His nostrils expanded curiously. His eyes flamed.

"Mr. Bristow," he continued, menace in his low tone, "no punishment ever devised by man could be sufficient to pay for, to atone for, the horror, the enormity, of the destruction of such a woman as my daughter was. Mercy? I'd show him no mercy if he lived a thousand years!"

"I understand your feeling," Bristow said. "You're perfectly right, of course. And what I was leading up to is this: although we know that the idea of Withers' guilt is absurd, he's being made to suffer. You've seen intimations, almost direct statements, in the newspapers. People are talking disagreeably.

"They're saying that Braceway, employed by you and Withers, is persecuting this bank thief in the hope of building up the murder charge, so that, if the case against Carpenter falls down, Morley will be the logical man to be put on trial. You see?"

"No," Fulton said; "I don't. What do you mean?"

"That you, Withers, and Braceway are afraid Withers may be accused of the murder."

"Ah! They're saying that, are they? And you were going to say—what?"

"Simply this: the negro's the guilty man. The facts speak for themselves, and facts are incontrovertible. As surely as the sun shines, Carpenter killed your daughter. Why, then, continue this gossip, slander which besmirches Withers and is bound to attack your daughter's name?"

"What do you mean? Be a little more specific, please."

"I mean: what do you and Withers gain by letting Braceway keep this thing before the public?"

Fulton leaned far forward in his chair, his lower lip thrust out, his eyes blazing.

"No, sir!" he exploded. "I'll never call Braceway off! They're gossiping, are they? They can gossip until they're blue in the face. What do I care for public opinion, for gossip, for their leers and whispers? Nothing—not a snap of the finger! To hell with what they say! What I want is vengeance. I'll have it! Call Braceway off? Not while there's breath in me!"

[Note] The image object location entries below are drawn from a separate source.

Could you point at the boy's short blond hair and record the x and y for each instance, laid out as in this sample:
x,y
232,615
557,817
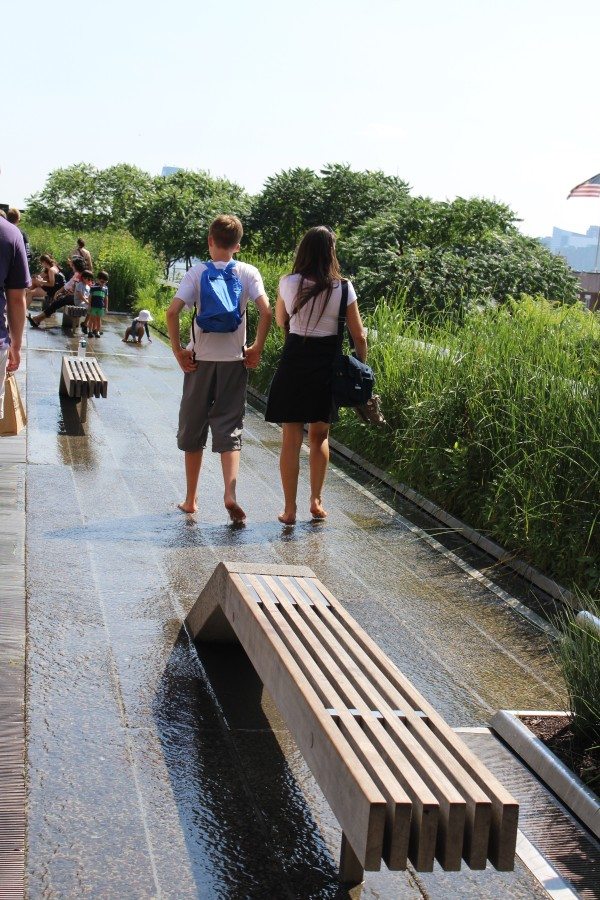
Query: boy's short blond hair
x,y
226,232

He paused and bit on his lip.

"Understand me, Mr. Bristow," he continued, his tone more moderate. "I meant no criticism of you; I know how faithfully you've worked. I realize even that you have proved your case. But I can't accept it, that's all. You'll forgive an old man's temper."

Bristow carried the argument no further. He saw that Fulton, and Withers too, would follow Braceway's lead. Consequently, he was confronted with the necessity of keeping up the idiotic duel with the Atlanta detective.

Moreover, he sensed the viewpoint of the dead woman's family. They were averse to believing she had been the victim of an ordinary negro burglar. Remembering her beauty and charm, her cleverness and lovable qualities, they preferred to think that some one under great emotion, or with a terrific gift for crime, had cut short her brilliant existence.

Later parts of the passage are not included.